When I ask Monsieur Gérard how he keeps up his schedule, he points to his double-knotted high-tread new white running shoes.
You know the advertisement for Nike? Just do it!
I zip up my grungy hoodie and hope no one notices my dive in the style department. Being invisible has never been my thing. But that’s all I want, today.
I try not to draw attention to my right hand all week. I resist looking at it, which totally works in Art because of the drawing gloves. I need them so I
don’t smudge the graphite because my hands sweat on the page. I even sprinkle cornstarch inside the gloves to soak up the sweat. I thought the sweating was from excitement, but Mom thinks it’s hormones and, like the warts, will go away. Her nonchalance is maddening. Her belief in the benevolence of the universe, of the future, is ridiculous. The sweating is getting worse.

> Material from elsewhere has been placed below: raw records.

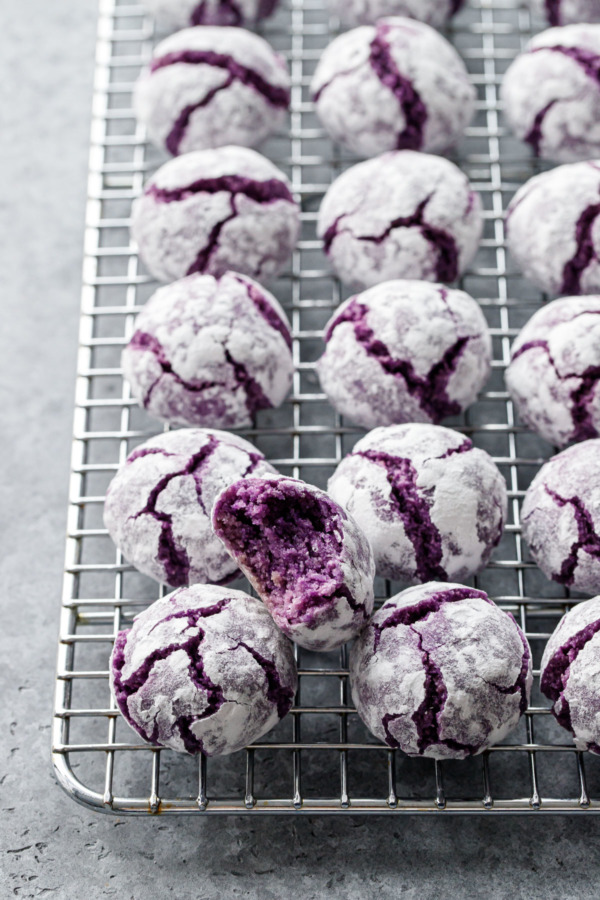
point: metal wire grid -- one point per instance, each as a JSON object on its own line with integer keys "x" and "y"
{"x": 320, "y": 759}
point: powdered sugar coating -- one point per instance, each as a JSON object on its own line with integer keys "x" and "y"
{"x": 214, "y": 210}
{"x": 561, "y": 517}
{"x": 553, "y": 229}
{"x": 206, "y": 87}
{"x": 566, "y": 12}
{"x": 176, "y": 14}
{"x": 396, "y": 85}
{"x": 203, "y": 670}
{"x": 405, "y": 351}
{"x": 210, "y": 352}
{"x": 432, "y": 506}
{"x": 401, "y": 215}
{"x": 570, "y": 674}
{"x": 306, "y": 558}
{"x": 554, "y": 373}
{"x": 367, "y": 12}
{"x": 158, "y": 505}
{"x": 441, "y": 672}
{"x": 551, "y": 93}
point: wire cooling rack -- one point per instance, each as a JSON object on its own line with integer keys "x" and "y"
{"x": 320, "y": 759}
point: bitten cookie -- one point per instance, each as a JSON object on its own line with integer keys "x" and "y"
{"x": 367, "y": 12}
{"x": 432, "y": 506}
{"x": 207, "y": 87}
{"x": 441, "y": 672}
{"x": 405, "y": 351}
{"x": 566, "y": 12}
{"x": 398, "y": 85}
{"x": 554, "y": 372}
{"x": 210, "y": 352}
{"x": 203, "y": 670}
{"x": 570, "y": 674}
{"x": 214, "y": 210}
{"x": 551, "y": 93}
{"x": 561, "y": 517}
{"x": 176, "y": 14}
{"x": 158, "y": 505}
{"x": 400, "y": 215}
{"x": 306, "y": 558}
{"x": 553, "y": 229}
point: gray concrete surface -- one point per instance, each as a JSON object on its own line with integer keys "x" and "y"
{"x": 49, "y": 846}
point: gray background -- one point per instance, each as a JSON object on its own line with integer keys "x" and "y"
{"x": 49, "y": 846}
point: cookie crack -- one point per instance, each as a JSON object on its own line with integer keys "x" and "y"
{"x": 556, "y": 674}
{"x": 587, "y": 540}
{"x": 430, "y": 389}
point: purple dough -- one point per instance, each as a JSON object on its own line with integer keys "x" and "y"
{"x": 553, "y": 229}
{"x": 367, "y": 12}
{"x": 210, "y": 352}
{"x": 405, "y": 351}
{"x": 441, "y": 672}
{"x": 561, "y": 517}
{"x": 570, "y": 674}
{"x": 158, "y": 505}
{"x": 554, "y": 373}
{"x": 305, "y": 557}
{"x": 214, "y": 210}
{"x": 394, "y": 86}
{"x": 203, "y": 670}
{"x": 207, "y": 87}
{"x": 566, "y": 12}
{"x": 432, "y": 506}
{"x": 551, "y": 93}
{"x": 401, "y": 215}
{"x": 176, "y": 14}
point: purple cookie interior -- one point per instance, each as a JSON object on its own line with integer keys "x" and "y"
{"x": 288, "y": 537}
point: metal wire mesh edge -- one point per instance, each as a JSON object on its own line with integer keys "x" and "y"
{"x": 62, "y": 749}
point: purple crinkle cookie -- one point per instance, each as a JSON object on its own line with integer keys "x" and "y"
{"x": 566, "y": 12}
{"x": 432, "y": 506}
{"x": 306, "y": 558}
{"x": 570, "y": 674}
{"x": 210, "y": 352}
{"x": 158, "y": 505}
{"x": 551, "y": 93}
{"x": 441, "y": 672}
{"x": 207, "y": 87}
{"x": 203, "y": 670}
{"x": 400, "y": 215}
{"x": 214, "y": 210}
{"x": 176, "y": 14}
{"x": 554, "y": 372}
{"x": 553, "y": 229}
{"x": 368, "y": 12}
{"x": 561, "y": 517}
{"x": 398, "y": 85}
{"x": 405, "y": 351}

You notice it more because you’re drawing more in high school, she says. Every lunch hour in the art room.
The gloves she found me help, a lot. I don’t wash them. I like that they’re covered in ink, in charcoal, in paint. And that no one else in my class has them.
I’m okay in Gym, too, because we’re long-distance running. I run by myself and gaze at the trees that ring our school ground. I take wide long breaths for beneficial, hopefully anti-sweat, hormones. The fresh cut grass smells good, too, but since I found out it’s actually a distress reaction from the plant, pure anguish, I don’t get off on it anymore.
At lunch, it’s impossible not to look at your hands when you eat. I consider not eating, but I’m too hungry. I eat with my left hand. No problemo. Then I try writing lefty in Social. Wow. I can do it, and I get faster as the class goes on.
I’ve heard of ambidextrous people. Dad told me my grandpa was one. His teachers forced him to write with his right hand. It’s cool to know I’ve got something of him in me, because I never knew him.
My right hand sits in a different ’roo jacket pocket all week, having a good old rest. I wonder if the reason for the rotten warts is because I write and draw so much in class. Some days my hand feels like it will fall off. I take constant notes to keep awake. If I don’t, my mind wanders out the window to the trees and I miss out. When I’m not taking notes, I make diagrams and charts and pictures of what the teacher is saying on rough, recycled paper, which is all Mom buys. My right baby knuckle rubs nonstop.
But no more. From now on I’m using two hands. I’ll alternate each class, that is, if the warts ever go away. What if I end up with warts on both hands? Then I’ll get wooly black gloves with the fingers cut off like the Little Matchstick Girl. I’ll drop past grunge to the dumpster look.